La silhouette ressemblait à Janjans, mais quelque chose dans sa façon de trembler était anormale. Ce n'était pas le tremblement naturel d'un être vivant, mais plutôt comme si l'image elle-même était perturbée par des interférences. Khaad plissa les yeux, analysant chaque détail.
« Ce n'est pas normal. Reste en arrière, Jax» insista-t-il.
Soudain, la vérité éclata : la silhouette se dissipa dans un nuage de spores colorées, révélant sa véritable nature : une plante métamorphe, un piège vivant des marais.
Le mécanisme de cette plante était fascinant et terrifiant à la fois. Sa capacité à projeter des hologrammes de spores colorés était une adaptation remarquable, un moyen de survie dans l'environnement hostile des marais.
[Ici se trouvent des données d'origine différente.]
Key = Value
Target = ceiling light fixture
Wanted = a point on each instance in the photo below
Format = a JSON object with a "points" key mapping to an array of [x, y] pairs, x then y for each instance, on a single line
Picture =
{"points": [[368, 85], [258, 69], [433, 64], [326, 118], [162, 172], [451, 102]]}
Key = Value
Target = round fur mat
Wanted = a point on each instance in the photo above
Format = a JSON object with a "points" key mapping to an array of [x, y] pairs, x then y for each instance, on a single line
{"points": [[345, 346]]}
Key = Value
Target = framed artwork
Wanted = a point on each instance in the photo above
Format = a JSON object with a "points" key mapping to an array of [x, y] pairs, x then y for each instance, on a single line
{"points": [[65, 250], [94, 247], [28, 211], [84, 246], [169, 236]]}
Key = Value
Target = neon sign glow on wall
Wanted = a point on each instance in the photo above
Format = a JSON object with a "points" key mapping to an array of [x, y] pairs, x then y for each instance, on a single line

Ces spores, lorsqu'elles étaient libérées, formaient une image tridimensionnelle – une illusion parfaite destinée à attirer ses proies. La ressemblance avec un être vivant ou une plante était saisissante, jouant sur les émotions et les instincts de ceux qui s'aventuraient trop près.
Adda, au cœur du piège, s'immobilisa, réalisant la supercherie. Reprenant ses esprits, elle recula précipitamment, mais c’était déjà trop tard. La plante, déploya ses vrilles tranchantes et se préparait à enserrer sa proie.
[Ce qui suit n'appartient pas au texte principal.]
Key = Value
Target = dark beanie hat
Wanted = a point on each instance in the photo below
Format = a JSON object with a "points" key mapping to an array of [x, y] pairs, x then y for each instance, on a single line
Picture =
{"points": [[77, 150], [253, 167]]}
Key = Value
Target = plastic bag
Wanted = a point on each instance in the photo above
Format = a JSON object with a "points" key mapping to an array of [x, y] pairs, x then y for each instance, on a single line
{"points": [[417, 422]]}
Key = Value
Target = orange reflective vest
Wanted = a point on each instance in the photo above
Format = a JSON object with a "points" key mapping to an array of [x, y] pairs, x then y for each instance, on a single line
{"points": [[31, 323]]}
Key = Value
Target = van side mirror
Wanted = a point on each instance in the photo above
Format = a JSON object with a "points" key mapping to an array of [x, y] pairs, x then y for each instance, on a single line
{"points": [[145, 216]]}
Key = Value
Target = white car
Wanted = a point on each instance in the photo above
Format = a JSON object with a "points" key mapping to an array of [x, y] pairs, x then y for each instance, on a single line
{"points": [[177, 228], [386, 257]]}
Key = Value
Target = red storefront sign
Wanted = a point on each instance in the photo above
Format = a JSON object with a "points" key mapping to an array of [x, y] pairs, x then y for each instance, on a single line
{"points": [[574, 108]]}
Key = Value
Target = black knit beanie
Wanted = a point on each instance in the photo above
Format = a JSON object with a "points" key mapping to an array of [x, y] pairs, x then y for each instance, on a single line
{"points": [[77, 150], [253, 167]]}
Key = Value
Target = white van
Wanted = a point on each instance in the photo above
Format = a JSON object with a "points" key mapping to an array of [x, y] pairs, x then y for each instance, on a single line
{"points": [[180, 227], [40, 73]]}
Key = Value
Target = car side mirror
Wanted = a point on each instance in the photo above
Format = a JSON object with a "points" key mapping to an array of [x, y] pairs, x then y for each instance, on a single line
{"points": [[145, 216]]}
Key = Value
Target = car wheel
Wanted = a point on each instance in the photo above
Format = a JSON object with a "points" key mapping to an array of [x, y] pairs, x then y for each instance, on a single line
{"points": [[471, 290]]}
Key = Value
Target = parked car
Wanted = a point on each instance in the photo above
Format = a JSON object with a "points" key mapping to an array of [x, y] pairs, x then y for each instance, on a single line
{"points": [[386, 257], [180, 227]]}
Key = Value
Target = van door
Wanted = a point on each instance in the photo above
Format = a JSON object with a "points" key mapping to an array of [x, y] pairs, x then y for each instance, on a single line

Alors que la plante métamorphe révélait sa véritable nature, Khaad et Jax se précipitèrent dans la bataille. La plante, avec ses vrilles, fibreuses et robustes, ressemblait à un monstre échappé d'un cauchemar. Ses tentacules fouettaient l'air avec la force et la précision d'un fouet d'acier.
Khaad, armé de son couteau de chasse, se lança dans le combat avec détermination. Ses coups, précis et rapides, visaient les vrilles qui s'approchaient de lui, les tranchant une à une.
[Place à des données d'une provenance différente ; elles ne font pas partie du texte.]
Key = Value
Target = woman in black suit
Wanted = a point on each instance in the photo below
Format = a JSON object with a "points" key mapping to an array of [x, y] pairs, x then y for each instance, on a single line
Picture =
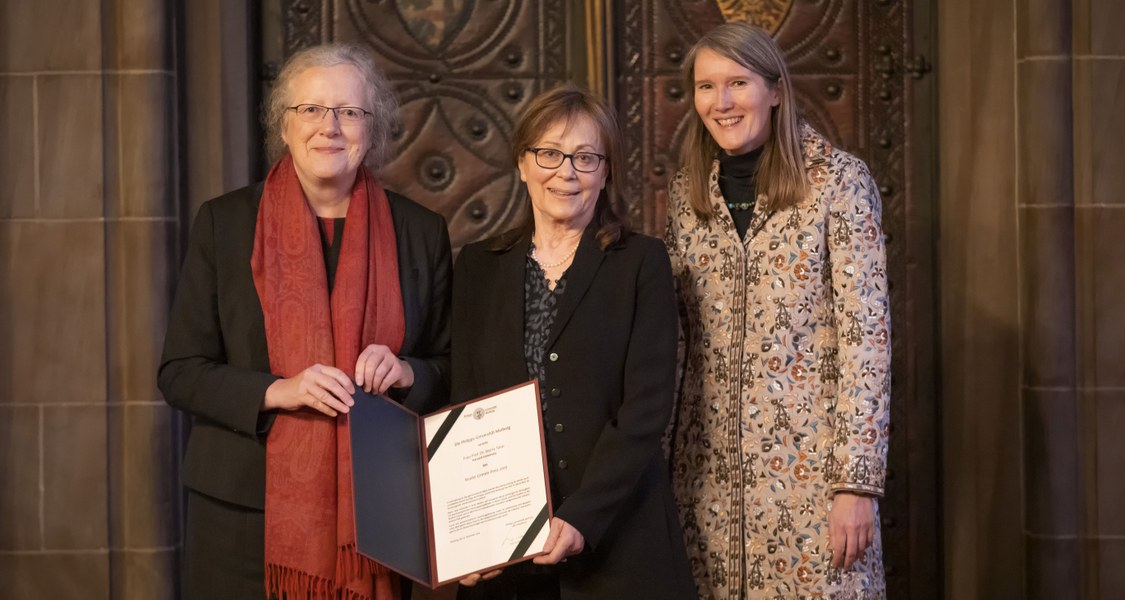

Jax, à bonne distance, maniait sa fronde avec une habileté remarquable. Ses boulons, lancés avec force, déchiquetaient les tentacules et repoussaient les attaques de la plante. À chaque tir, il ciblait la créature précisément, créant des ouvertures pour les assauts de Khaad.
La bataille devint vite chaotique, un mélange de cris, de mouvements rapides et de contre-attaques féroces. Les vrilles de la plante, semblables aux tentacules frénétiques d'un calmar géant, étaient aussi fortes que la poigne d'un ferrailleur. Chaque vrille résistait comme un brin d'acier, ne cédant que sous les coups les plus puissants.
Au cœur du combat, Adda se débattait désespérément. Les vrilles l'entouraient, serrant son corps avec une force écrasante. Elle sentait sa poitrine se comprimer, ses poumons luttant pour aspirer de l'air. La peur et la rage se mêlaient en elle, une tempête d'émotions tourbillonnant dans son esprit. Elle pensait à Janjans, à leurs amis, à leur lutte pour la survie. Les poings serrés, elle refusait de céder.
Finalement, dans un effort coordonné, Khaad et Jax parvinrent à couper les vrilles qui enserraient Adda. La plante, affaiblie par leur assaut continu, commença à fléchir. Dans un dernier spasme silencieux, elle s'effondra, ses tentacules retombant lourdement au sol.
Le trio, épuisé mais indemne, se regroupa. Adda, haletante, lutta contre les larmes de rage et de soulagement. « Je pensais... je pensais que c'était lui, » murmura-t-elle, sa voix brisée par l'émotion.
Jax posa une main réconfortante sur son épaule. « On va le retrouver, Adda. Ne laisse pas ces marais jouer avec ta tête. On est plus forts que ça, plus forts que leurs illusions. »
“Trouvons un endroit pour passer la nuit et nous reposer,” déclara Khaad à bout de souffle, marqué dans sa chair par les nombreux coups de fouet qu’il avait reçu.